HMRC's approach assumes that the tax returns that they receive from the largest companies in the UK correctly reflect the profits that they earn in this country  and then looks for any tax avoidance within  those declarations. My approach, which started with the global accounts of the companies in question, sought to establish  an estimate of the likely profit that those companies should have declared in this country if they had not engineered their affairs to ensure that large part of that profit was relocated to tax havens and other such places through what is, in itself, tax avoidance activity.  That tax avoidance activity in the structuring of these multinational corporations is completely ignored in HMRCs' approach but is, of course, by far the most important part of the tax avoidance activity of these companies.

To give some indication of the differences that might arise  we just need to look at a report in the Mail  on Sunday, published today,  which, although it does not acknowledge it, was based upon methodology that I have created, and about which I was interviewed during the course of the preparation of the article. The article in question, by long time tax hack Alex Hawkes, says the following,  and because of its importance in the current debate I reproduce most of it in full, claiming a public interest defence for doing so:

Internet giants avoided about £650 million in UK corporation tax in 2010 by legally taking payments via offshore companies, according to analysis by Financial Mail.

The research into the tax paid by Apple, Amazon, Google, eBay and Facebook will reignite the debate as to how much tax multinationals pay.

In most cases British customers are buying goods or services from offshore divisions of the internet groups, not their British arms.

What they earned, and what they kept

Figures from the companies' American filings suggest that the five made revenue of £12.2billion in Britain in 2010 from British consumers and advertisers.

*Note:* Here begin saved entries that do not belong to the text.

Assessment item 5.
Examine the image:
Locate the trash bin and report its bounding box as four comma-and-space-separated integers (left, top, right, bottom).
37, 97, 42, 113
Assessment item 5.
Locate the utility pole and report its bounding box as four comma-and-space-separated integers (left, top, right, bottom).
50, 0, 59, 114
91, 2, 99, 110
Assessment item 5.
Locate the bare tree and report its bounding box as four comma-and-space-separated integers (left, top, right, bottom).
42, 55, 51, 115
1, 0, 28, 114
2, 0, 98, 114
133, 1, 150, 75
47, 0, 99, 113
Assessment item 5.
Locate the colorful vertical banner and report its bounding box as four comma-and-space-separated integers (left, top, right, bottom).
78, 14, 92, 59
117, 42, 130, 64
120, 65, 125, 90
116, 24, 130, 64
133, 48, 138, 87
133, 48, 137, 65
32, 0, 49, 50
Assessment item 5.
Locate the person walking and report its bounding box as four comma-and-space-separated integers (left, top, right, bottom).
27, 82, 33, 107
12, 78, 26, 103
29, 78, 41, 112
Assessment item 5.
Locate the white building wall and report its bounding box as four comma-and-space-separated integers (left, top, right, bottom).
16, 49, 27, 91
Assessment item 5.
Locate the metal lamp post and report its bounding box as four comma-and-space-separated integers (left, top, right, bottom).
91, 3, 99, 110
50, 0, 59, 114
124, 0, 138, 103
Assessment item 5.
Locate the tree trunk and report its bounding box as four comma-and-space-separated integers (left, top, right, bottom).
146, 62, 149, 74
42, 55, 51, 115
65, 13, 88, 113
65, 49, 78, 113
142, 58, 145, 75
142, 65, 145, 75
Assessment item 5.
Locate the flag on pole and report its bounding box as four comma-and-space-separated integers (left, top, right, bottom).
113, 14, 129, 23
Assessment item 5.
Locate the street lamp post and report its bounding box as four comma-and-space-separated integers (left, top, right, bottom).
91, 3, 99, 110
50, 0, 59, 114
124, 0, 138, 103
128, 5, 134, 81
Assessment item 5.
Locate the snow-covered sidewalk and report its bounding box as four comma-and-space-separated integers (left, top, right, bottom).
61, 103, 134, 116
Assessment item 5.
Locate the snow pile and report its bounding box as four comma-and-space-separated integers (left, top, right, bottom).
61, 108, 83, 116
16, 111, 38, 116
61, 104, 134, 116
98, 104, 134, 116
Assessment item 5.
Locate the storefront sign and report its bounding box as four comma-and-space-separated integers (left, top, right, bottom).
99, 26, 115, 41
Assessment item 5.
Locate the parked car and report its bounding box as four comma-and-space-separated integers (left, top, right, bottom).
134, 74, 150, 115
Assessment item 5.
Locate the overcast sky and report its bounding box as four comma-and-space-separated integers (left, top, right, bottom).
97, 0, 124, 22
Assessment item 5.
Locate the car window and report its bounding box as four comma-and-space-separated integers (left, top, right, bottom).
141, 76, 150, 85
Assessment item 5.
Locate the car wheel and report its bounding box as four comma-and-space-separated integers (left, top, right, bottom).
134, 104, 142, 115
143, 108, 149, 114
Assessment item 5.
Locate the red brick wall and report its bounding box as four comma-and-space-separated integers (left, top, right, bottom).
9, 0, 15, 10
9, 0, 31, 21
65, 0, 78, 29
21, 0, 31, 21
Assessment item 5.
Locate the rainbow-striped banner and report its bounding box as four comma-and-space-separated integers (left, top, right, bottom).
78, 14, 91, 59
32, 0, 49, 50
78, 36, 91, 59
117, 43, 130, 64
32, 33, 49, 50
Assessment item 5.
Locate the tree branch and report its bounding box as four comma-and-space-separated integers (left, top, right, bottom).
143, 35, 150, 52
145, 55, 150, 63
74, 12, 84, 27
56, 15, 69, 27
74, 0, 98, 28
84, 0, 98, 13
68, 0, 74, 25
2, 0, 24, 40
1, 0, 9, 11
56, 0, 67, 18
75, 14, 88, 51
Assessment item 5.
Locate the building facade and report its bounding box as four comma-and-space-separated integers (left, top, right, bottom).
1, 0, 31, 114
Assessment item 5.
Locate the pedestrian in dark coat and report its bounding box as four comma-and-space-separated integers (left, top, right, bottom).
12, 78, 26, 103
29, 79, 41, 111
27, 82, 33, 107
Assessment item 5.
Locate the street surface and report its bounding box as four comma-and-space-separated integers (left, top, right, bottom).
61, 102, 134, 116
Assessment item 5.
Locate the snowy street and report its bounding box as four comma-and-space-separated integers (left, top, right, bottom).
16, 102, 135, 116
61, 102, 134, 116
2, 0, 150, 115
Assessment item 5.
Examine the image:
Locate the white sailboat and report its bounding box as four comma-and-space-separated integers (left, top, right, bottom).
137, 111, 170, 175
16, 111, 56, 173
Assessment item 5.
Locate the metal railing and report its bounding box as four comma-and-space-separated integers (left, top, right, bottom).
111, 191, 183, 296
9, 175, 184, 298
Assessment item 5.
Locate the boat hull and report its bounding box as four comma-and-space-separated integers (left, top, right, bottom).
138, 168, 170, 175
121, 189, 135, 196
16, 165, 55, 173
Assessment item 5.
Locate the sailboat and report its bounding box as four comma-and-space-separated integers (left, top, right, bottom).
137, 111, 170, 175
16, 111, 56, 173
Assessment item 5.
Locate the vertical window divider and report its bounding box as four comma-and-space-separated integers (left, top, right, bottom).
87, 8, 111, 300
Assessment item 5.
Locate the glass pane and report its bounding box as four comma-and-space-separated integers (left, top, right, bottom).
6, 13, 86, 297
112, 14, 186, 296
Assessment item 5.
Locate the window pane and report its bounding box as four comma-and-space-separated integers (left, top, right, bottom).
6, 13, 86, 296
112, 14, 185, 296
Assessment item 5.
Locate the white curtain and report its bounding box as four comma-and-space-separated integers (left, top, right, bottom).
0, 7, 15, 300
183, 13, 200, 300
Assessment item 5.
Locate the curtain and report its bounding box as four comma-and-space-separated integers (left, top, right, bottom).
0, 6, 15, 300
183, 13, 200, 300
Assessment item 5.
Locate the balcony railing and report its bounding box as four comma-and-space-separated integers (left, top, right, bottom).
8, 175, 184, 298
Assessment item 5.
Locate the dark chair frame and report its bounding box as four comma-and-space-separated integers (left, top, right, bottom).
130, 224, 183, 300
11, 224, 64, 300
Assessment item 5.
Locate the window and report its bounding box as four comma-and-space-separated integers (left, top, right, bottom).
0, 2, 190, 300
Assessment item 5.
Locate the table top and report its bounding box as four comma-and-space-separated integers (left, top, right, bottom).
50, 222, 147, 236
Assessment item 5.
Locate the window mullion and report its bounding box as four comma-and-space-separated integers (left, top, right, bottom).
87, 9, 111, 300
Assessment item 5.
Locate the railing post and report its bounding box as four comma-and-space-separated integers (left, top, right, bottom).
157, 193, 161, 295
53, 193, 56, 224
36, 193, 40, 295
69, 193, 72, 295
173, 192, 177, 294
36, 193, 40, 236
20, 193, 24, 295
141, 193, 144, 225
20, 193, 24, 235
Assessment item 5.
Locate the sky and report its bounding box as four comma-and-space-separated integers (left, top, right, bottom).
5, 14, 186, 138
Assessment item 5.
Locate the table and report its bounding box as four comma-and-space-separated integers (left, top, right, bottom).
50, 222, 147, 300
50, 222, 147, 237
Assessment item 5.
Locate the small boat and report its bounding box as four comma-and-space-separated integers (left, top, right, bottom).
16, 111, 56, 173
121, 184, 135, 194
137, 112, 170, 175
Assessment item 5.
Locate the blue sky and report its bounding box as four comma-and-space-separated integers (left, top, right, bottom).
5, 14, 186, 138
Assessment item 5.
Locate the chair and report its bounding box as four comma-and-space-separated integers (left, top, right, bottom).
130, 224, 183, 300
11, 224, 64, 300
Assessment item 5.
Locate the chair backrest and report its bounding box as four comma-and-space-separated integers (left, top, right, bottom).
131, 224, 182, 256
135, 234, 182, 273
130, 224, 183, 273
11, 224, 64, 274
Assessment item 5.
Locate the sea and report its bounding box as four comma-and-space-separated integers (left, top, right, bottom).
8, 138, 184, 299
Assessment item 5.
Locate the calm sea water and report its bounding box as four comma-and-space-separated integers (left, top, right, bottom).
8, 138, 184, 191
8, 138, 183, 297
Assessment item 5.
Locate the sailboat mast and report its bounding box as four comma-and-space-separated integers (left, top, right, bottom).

On the basis of their global profit margins for the year, that would mean profits for the five from sales to British customers would have amounted to almost £2.5billion. Corporation tax at 28 per cent would have seen them pay £685million.Instead, subsidiaries established by the five in Britain paid just over £19million in 2010, or 0.8 per cent.

Facebook, Google and Apple base their European operations in Ireland, where the corporation tax rate is half the UK's, while Amazon and eBay base theirs in Luxembourg.

Facebook said it could not comment because it was in a closed period before its American listing.

Google said it had an obligation to shareholders to ‘set up a tax efficient structure'. EBay said: ‘We comply fully with all applicable tax authorities and regimes.' Amazon said: ‘We have a single European headquarters in Luxembourg.'

Apple declined to comment.

In 2010 just five companies  paid just £19.3 million in tax compared to a  reasonable estimate of £685 million  that might have been owing.  That means that the tax gap with regard to these companies,  on my basis of calculation, would be some £666  million.  It is quite possible that on HMRCs' basis of calculation it would be zero.

Now you can see how we came up with such different estimates.

Now I think you can also see who is, very obviously, and very logically, right.

I think it is time for that debate be considered over,   but I have a strong suspicion that some small minds in the Treasury will cling to it  for some time yet.